Example: Designing a weather app. Abstraction would involve deciding to ignore the physics of atmospheric pressure and just work with temperature, wind speed and rainfall data. Decomposition would involve splitting the app into sub-problems: fetch weather data, parse the data, display a forecast, handle location permissions. Abstraction removes columns from your view; decomposition splits the problem into rows.
Printable Worksheets

Practice what you have learned

Three levelled worksheets for this lesson. Download, print and complete offline.

Recall
Computational Thinking Fundamentals
Pillar definitions, matching activities and fill-in-the-blank questions on abstraction and decomposition.
Download
Apply
Applying the Four Pillars
Given six real-world scenarios, identify which pillar(s) apply and justify your answer with evidence from the scenario.
Download
Exam Style
Exam-Style Questions
Extended response questions on decomposition and abstraction with mark scheme. Includes a 6-mark structured question.
Download
Lesson 1 - Algorithms
Computational Thinking
Starter activity
Write the following on the board: "Design a system to manage 1,200 students, 80 teachers, 60 rooms and 200 courses so that no two classes clash." Give students 3 minutes to write down everything they think the system needs to know. Then reveal that most of what they wrote is unnecessary - use this to introduce abstraction naturally. Then ask: "How would you split this between a team of 5 developers?" to introduce decomposition.
Lesson objectives
1
Define computational thinking and state why it is a useful problem-solving approach.
2
Explain abstraction and give an appropriate real-world example.
3
Apply decomposition to break a given problem into distinct sub-problems.
4
Describe pattern recognition and explain how it allows solutions to be reused.
5
State the three required properties of an algorithm and explain each.
Key vocabulary
Abstraction
Removing irrelevant detail. The Underground map is the canonical example - real distances removed, connections kept.
Decomposition
Dividing a problem into sub-problems.

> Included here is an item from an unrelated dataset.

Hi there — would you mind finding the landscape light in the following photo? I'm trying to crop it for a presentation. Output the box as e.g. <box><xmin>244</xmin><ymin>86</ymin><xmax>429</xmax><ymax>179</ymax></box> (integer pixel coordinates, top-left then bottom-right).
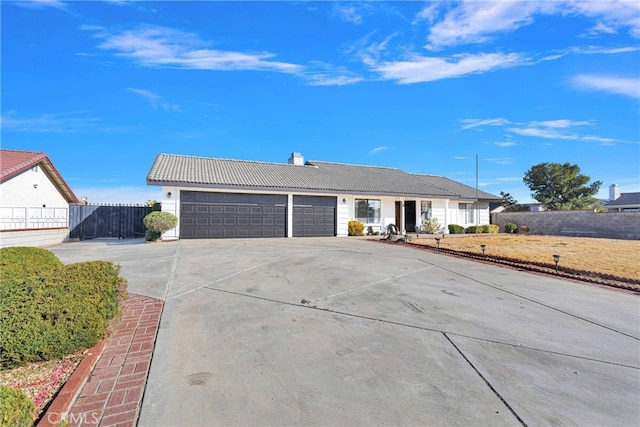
<box><xmin>480</xmin><ymin>244</ymin><xmax>486</xmax><ymax>255</ymax></box>
<box><xmin>553</xmin><ymin>254</ymin><xmax>561</xmax><ymax>272</ymax></box>
<box><xmin>435</xmin><ymin>236</ymin><xmax>441</xmax><ymax>249</ymax></box>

Each sub-problem must be distinct and independently solvable.
Pattern recognition
Spotting similarities within or between problems to reuse solutions. Drives use of loops, functions and classes.
Algorithmic thinking
Designing a precise, finite, correct sequence of steps. Language-independent - not tied to Python or any language.
Discussion questions
Can you think of a real-world algorithm that is not a computer program? (Recipe, assembly instructions, a bus timetable.)

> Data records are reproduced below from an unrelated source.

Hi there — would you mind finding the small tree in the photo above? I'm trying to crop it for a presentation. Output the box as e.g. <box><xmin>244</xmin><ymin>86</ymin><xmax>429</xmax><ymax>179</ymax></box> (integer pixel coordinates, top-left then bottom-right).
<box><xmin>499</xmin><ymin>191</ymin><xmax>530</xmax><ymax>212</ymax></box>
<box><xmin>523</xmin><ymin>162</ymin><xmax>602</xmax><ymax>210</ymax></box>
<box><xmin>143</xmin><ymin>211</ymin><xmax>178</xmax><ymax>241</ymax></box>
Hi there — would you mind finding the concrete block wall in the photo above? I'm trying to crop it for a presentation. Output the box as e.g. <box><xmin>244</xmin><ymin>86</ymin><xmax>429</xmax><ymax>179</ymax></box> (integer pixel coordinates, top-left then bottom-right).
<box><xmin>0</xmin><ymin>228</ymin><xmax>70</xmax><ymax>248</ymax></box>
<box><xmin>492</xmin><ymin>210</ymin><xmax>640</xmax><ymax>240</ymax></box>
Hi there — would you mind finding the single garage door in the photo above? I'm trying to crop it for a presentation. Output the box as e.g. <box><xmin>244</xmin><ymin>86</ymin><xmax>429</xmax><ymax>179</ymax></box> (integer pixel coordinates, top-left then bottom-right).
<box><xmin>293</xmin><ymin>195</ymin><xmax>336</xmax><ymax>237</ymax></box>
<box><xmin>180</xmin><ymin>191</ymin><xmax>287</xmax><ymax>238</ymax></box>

If abstraction removes detail, how do we decide which detail is "unnecessary"? Who decides?
Why is it important that an algorithm terminates? What happens if it does not?
Exit tickets
State two differences between abstraction and decomposition. [2 marks]
A sat-nav shows roads and junctions but not the number of lanes or road surface quality. Name the pillar this illustrates and explain why those details were removed. [2 marks]
State three properties that every algorithm must have. [3 marks]
Homework suggestion
Choose a complex everyday task (booking a holiday, planning a school event, running a small business). Apply all four pillars: list what detail you would abstract away, decompose it into sub-problems, identify any patterns with problems you already know how to solve, and write a brief algorithmic description of one of the sub-problems.